While Simone continues her explanations, I make several other attempts and always without result. Gradually I notice the large number of New Yorkers coming out into the street and looking toward the cloud of smoke. Several frantically tap their phones and can’t seem to get the call either, judging by their frustrated faces.

Finally, the bus stops for a photo stop at Trump Tower. Someone shouts something at our driver. He calls on Simone to translate what the New Yorker says to him.

Simone explains to the passengers that, according to the individual, a helicopter has just hit one of the towers of the World Trade Center (WTC) and that it is not known whether it is an attack or an accident. In fact, all sorts of rumors are circulating among passers-by: a plane, a helicopter, two planes, a large and a small aircraft, an accident, an attack, etc. Eventually I found an unoccupied payphone. Unable to reach the restaurant so call the Misa Tours office in Victoriaville to find out if we have another number to reach him.

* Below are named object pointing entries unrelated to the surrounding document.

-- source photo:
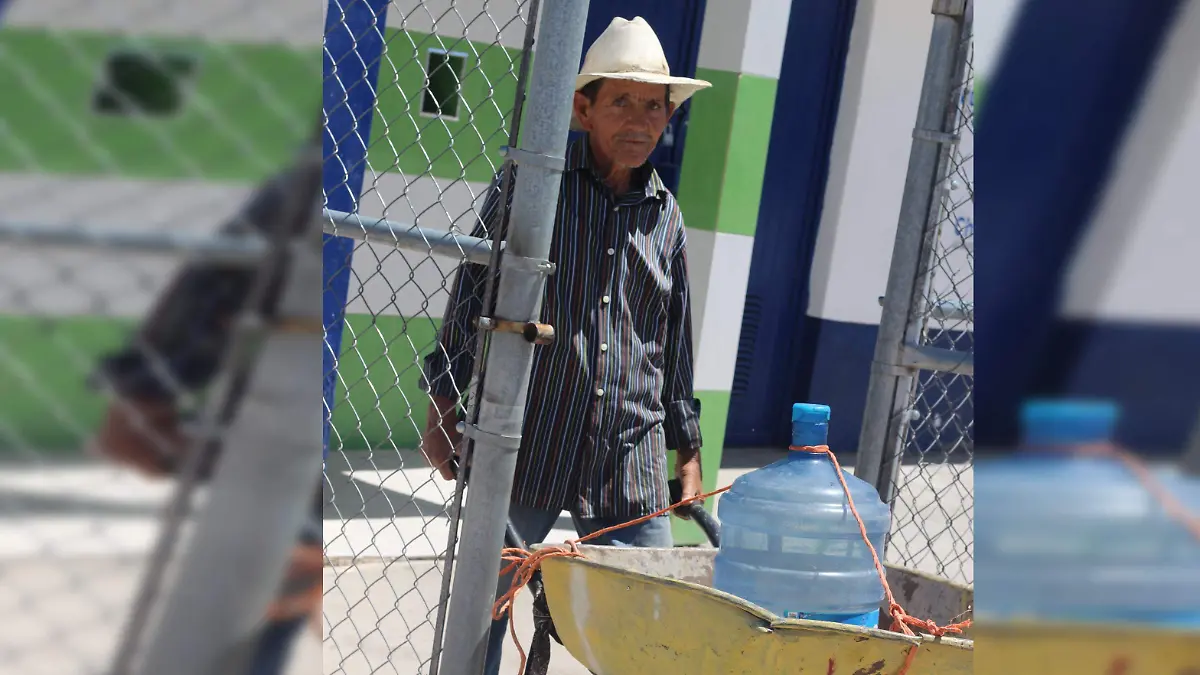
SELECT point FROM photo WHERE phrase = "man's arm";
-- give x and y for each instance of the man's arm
(682, 416)
(448, 369)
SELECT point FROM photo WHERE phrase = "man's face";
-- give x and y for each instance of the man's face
(625, 120)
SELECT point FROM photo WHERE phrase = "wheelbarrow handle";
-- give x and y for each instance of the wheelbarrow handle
(707, 523)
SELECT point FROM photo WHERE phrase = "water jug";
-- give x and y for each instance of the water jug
(1073, 537)
(790, 543)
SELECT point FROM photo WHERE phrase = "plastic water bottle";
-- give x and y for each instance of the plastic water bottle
(1071, 537)
(790, 543)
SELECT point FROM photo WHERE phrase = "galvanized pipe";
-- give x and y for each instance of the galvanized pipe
(497, 432)
(883, 416)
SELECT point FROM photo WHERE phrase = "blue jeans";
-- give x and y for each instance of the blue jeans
(535, 525)
(274, 646)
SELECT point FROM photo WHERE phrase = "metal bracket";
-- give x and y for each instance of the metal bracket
(935, 136)
(534, 333)
(529, 264)
(498, 440)
(550, 162)
(949, 7)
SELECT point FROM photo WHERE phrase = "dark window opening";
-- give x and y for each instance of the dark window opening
(137, 83)
(443, 84)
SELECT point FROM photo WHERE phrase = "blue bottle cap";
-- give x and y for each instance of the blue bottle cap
(810, 424)
(810, 413)
(1068, 422)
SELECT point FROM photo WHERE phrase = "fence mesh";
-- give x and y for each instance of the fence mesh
(132, 119)
(447, 87)
(935, 499)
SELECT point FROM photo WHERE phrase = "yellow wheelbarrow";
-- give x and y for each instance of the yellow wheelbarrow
(635, 611)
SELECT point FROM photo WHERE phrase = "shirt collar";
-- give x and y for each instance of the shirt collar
(579, 157)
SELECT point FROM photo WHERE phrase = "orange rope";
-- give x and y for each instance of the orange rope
(901, 621)
(523, 563)
(1173, 507)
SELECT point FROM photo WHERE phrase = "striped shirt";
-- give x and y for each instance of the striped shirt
(615, 389)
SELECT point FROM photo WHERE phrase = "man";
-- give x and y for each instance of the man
(615, 389)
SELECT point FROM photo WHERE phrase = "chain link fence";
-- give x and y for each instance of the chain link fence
(127, 126)
(419, 101)
(934, 502)
(917, 442)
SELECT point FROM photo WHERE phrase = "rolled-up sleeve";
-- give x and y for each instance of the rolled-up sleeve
(682, 423)
(448, 369)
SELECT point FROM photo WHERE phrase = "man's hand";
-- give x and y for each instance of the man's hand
(141, 435)
(690, 476)
(441, 436)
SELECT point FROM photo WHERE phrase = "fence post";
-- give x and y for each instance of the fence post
(497, 434)
(885, 413)
(349, 71)
(261, 491)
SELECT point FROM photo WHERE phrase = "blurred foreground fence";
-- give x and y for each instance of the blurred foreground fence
(916, 443)
(131, 137)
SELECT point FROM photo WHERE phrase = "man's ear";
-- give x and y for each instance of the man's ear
(582, 107)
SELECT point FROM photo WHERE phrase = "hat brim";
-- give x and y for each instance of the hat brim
(682, 88)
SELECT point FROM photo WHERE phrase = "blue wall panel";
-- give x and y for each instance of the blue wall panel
(1043, 171)
(351, 70)
(775, 348)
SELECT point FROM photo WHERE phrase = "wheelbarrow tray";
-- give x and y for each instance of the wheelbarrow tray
(633, 611)
(1085, 649)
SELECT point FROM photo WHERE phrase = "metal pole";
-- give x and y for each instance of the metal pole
(382, 232)
(883, 423)
(497, 432)
(259, 495)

This is where they explain to me what is happening: it is an attack, two planes hit the twin towers. In Victoriaville, like everywhere in the world, we knew what had happened. You had to be in New York not to find out!

Obviously, impossible to go to the restaurant in Chinatown. The police make us turn back. We stop on a street corner surrounded by several restaurants to eat. Simone leaves us to go in search of her daughter who was going to school near the WTC (I found out later that she was unharmed).

Having turned on the radio, I learn that Manhattan Island is going to be evacuated, but on foot. Only the Tappan Zee Bridge, located completely north of the city, remains open to vehicles.

In the midst of chaotic and extremely slow traffic due to detours (the main arteries leading to hospitals were reserved for emergency vehicles), and pedestrians (eight million pedestrians!), it will take us eight hours to return to our hotel in Newark. The reverse trip, through the Lincoln Tunnel, had taken us twenty minutes in the morning.

The next day, September 12, 2001, was to be the last day of the tour, when my passengers were to fly from John F. Kennedy Airport to France. Of course, that’s impossible.

In fact, we are going to spend the week at the hotel, waiting for places to be found on a plane to allow my clients to return to France.

Finally, on Saturday morning September 15, I received a phone call.

– « André, leave for Montreal right away, we have a flight for your group leaving Dorval (which was not yet called PET), this afternoon! »

I have never seen tourists packing their bags so quickly. It will take us five hours to get from Newark to the Canadian border, which is probably a record for a tourist coach.

As soon as the passengers disembark at Dorval, I release the coach as instructed. At the airline’s kiosk, the attendant replies that no one has heard of us and that, no, there is no space on any flight! The error, however, comes from the airline which pays the hotel room to tourists for the night.

The next morning, we finally find seats for them on a flight leaving from… Boston! We also found a bus to take them there.

It is therefore from Boston that my tourists will leave. I am replaced for this last part of the trip and I go (finally) home. It’s rare for a historian to experience a historical event on the spot!